A father’s (Peter Simonischek) desperate, juvenile attempts at reaching his over-worked white collar daughter (Sandra Huller) is the subject of Toni Erdmann. Dressing up in fake teeth and a wig, the father becomes the titular character, a fictional businessman who is occasionally a life coach and occasionally a German ambassador. He follows his daughter around, sending her work life in flux during a time where securing a client is pivotal.
Toni Erdmann is a film that boasts its eccentric and well-developed characters. Through two marvelous performances, these characters are given full fledged attention. Huller’s performance, in depicting a character that in facing a challenge to her liberation both crumbles and stands resolute, is truly amazing.
The acting is crucial, as the film’s numerous and redundant detours keep it from truly being something special. The film lacks a narrative intention that it needs to justify its lengthy runtime. It meanders aimless as the title character appears to, lost in its own humorous purgatory.
Certain elongated scenes keep the film satisfyingly fresh in spite of this pacing problem, and the best ones illustrate pertinent themes of independence and gender politics.
The latter of these two also becomes reflexive in a fascinating way. Two sequences of nudity and sexuality mock a Hollywoodized view of the feminine figure, subverting the hegemony of disproportionate male gazing in cinema.
The first of these two sequences situates our protagonist in a position of almost flippant sexual superiority, the slightly smarmy male partner literally on his knees.
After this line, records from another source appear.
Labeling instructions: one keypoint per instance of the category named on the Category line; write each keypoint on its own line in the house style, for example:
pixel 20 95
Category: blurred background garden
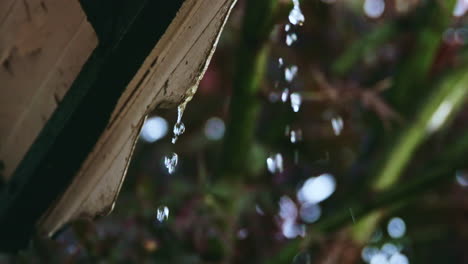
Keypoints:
pixel 324 131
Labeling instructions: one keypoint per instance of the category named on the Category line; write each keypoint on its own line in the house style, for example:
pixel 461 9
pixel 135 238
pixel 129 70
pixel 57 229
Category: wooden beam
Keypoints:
pixel 80 158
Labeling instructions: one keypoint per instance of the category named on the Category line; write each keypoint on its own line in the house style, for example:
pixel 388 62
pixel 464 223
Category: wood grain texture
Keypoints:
pixel 43 46
pixel 169 76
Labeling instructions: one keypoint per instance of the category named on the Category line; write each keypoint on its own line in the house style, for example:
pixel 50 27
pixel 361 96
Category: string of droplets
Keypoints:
pixel 171 160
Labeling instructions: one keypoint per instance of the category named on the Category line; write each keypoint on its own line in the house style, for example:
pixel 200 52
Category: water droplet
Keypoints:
pixel 296 101
pixel 275 163
pixel 285 95
pixel 290 73
pixel 214 128
pixel 291 38
pixel 374 8
pixel 154 129
pixel 162 214
pixel 337 125
pixel 460 8
pixel 317 189
pixel 379 258
pixel 295 136
pixel 179 127
pixel 171 162
pixel 295 15
pixel 368 253
pixel 280 62
pixel 396 227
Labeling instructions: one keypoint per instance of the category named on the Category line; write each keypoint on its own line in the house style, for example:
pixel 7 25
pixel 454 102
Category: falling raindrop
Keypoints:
pixel 285 95
pixel 171 162
pixel 374 8
pixel 291 38
pixel 162 214
pixel 398 258
pixel 280 62
pixel 296 101
pixel 290 73
pixel 337 125
pixel 295 136
pixel 179 127
pixel 295 15
pixel 379 258
pixel 275 163
pixel 389 249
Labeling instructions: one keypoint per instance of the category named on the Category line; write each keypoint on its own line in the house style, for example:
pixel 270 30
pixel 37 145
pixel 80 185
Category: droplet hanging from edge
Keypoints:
pixel 171 162
pixel 295 136
pixel 295 15
pixel 162 214
pixel 296 101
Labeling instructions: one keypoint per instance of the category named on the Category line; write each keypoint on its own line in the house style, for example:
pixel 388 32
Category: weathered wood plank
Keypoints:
pixel 106 104
pixel 43 46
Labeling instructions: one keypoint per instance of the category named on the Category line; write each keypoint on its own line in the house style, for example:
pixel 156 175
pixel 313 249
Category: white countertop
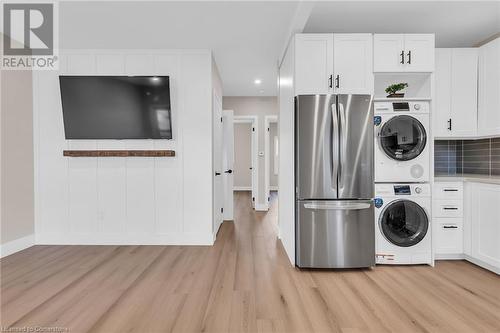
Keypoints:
pixel 468 178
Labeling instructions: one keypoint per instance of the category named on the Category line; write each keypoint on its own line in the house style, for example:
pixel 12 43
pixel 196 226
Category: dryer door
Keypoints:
pixel 402 138
pixel 403 223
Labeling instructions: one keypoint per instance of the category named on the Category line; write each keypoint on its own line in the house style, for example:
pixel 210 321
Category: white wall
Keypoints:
pixel 286 208
pixel 260 107
pixel 16 155
pixel 131 200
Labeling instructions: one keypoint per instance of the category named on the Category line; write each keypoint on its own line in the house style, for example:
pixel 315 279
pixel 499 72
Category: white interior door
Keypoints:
pixel 228 162
pixel 218 194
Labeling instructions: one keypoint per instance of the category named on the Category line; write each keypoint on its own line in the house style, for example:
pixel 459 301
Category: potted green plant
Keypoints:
pixel 393 89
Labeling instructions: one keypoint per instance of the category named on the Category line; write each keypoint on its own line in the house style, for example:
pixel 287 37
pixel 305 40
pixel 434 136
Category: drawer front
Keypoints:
pixel 449 191
pixel 449 236
pixel 447 208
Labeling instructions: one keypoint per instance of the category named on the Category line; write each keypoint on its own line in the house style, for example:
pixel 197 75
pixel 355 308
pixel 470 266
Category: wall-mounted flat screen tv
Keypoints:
pixel 116 107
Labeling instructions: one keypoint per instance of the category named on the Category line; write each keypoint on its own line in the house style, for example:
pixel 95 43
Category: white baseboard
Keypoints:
pixel 125 239
pixel 17 245
pixel 261 207
pixel 242 188
pixel 453 256
pixel 483 264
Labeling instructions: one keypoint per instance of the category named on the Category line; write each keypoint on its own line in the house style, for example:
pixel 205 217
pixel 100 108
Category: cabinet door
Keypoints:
pixel 387 53
pixel 419 52
pixel 442 79
pixel 486 223
pixel 353 63
pixel 313 64
pixel 449 236
pixel 464 92
pixel 489 89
Later, when we do see the female protagonist naked, it is not sexual in any way. Instead, it is her frustrated resignation turned into another play of mastering one’s own domain.
In this sense, the film makes clever use of convention and the deep inadequacy that is the Hollywood sex scene. Again, it is Huller and her character that shine, carrying this film to somewhere higher.
Regardless, Toni Erdmann never really reaches its full potential, its diversions almost purposefully disallowing the viewer from becoming fully immersed. Its artifice is both apparent in the film’s lack of realism and pushed under the rug by the attempt at realism found at the film’s emotional center.